Soldiers, however, must be prepared to fight on unfamiliar terrain, in conditions of rain, snow, cold, heat or mud, against an enemy hard to find, dependent on fire support from an unseen source that must be delivered with meticulous precision for a duration that stretches into days or weeks before they enjoy a respite. They fight as teams that must mutually contribute to - and be equally liable for - ultimate success. Their coordination of large-scale landpower campaigns exceeds in complexity almost any other human endeavor. Preparing for such commitment is time-consuming, continually demanding and quickly eroding if not practiced regularly. Marshall believed in universal military training that would assure six months of basic training for the soldiers who would fill both active and Reserve forces. Then, we could rely upon the militia to be the great Reserve needed to supplement and active force committed to an immediate response mission. Given that situation, the active force need no larger than one limited in size by the air and sealift capable of deploying and sustaining it until Reserve units can be mobilized, fully trained and deployed.

In ''Interviews and Reminiscences,'' Marshall does not make specific recommendations regarding the size and composition of the forces required to satisfy our national strategy, but a summary of his thoughts would provide valuable guidance for today's planners.

* The Army is the critical component for winning wars.

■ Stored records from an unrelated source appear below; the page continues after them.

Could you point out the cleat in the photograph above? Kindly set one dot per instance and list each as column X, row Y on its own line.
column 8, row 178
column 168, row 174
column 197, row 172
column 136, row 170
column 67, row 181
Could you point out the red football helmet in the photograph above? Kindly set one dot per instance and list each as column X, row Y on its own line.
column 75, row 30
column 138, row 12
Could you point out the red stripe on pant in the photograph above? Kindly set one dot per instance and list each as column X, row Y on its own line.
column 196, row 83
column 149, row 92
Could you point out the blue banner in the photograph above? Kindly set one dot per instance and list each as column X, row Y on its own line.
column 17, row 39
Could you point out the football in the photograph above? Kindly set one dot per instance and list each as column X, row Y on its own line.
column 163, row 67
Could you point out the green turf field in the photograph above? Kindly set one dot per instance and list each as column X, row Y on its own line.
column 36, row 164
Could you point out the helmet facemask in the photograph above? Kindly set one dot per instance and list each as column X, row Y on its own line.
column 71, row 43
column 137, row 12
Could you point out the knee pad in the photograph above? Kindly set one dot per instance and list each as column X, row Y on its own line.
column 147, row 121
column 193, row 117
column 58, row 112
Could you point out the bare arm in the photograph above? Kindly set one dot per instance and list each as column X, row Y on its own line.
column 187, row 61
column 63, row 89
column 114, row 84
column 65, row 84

Therefore, maintain a ground force capable of immediate response at a size that can be deployed by the air and sea fleets that are also immediately available.

* Maintain a Reserve force of a size and state of readiness that can achieve the objectives of the political commitment in which we are engaged. Thirty-nine days of training per year are insufficient to guarantee that readiness. Therefore, strategic planning must provide for an active force that can sustain operations through the period of training required for Reserve units after mobilization.

* Concentrate peacetime training on the professional qualifications of soldiers and leaders at every level. (Marshall does not refer directly to the Army School System, but he does frequently identify those whom he selected for critical positions as graduates of Fort Leavenworth and the U.S. Army War College.)

* International infuence requires a military capacity that is respected as the enforcer of the political aims of our leaders. Diplomacy alone is a hollow promise without it.

Marshall had one more observation that today's strategists should find encouraging: Coping with a carping press, congressional criticism and fault-finders - most of whom have pet theories or silver bullets to peddle - creates ''the general attitude that the War Department is always stupid and everybody else is brilliant. I must say, this used to make me tired.''

Gen. Frederick J. Kroesen, USA Ret., formerly served as Vice Chief of Staff of the U.S. Army and commander in chief of U.S. Army Europe. He is a senior fellow of AUSA's Institute of Land Warfare and 1st Vice President of the American Security Council Foundation.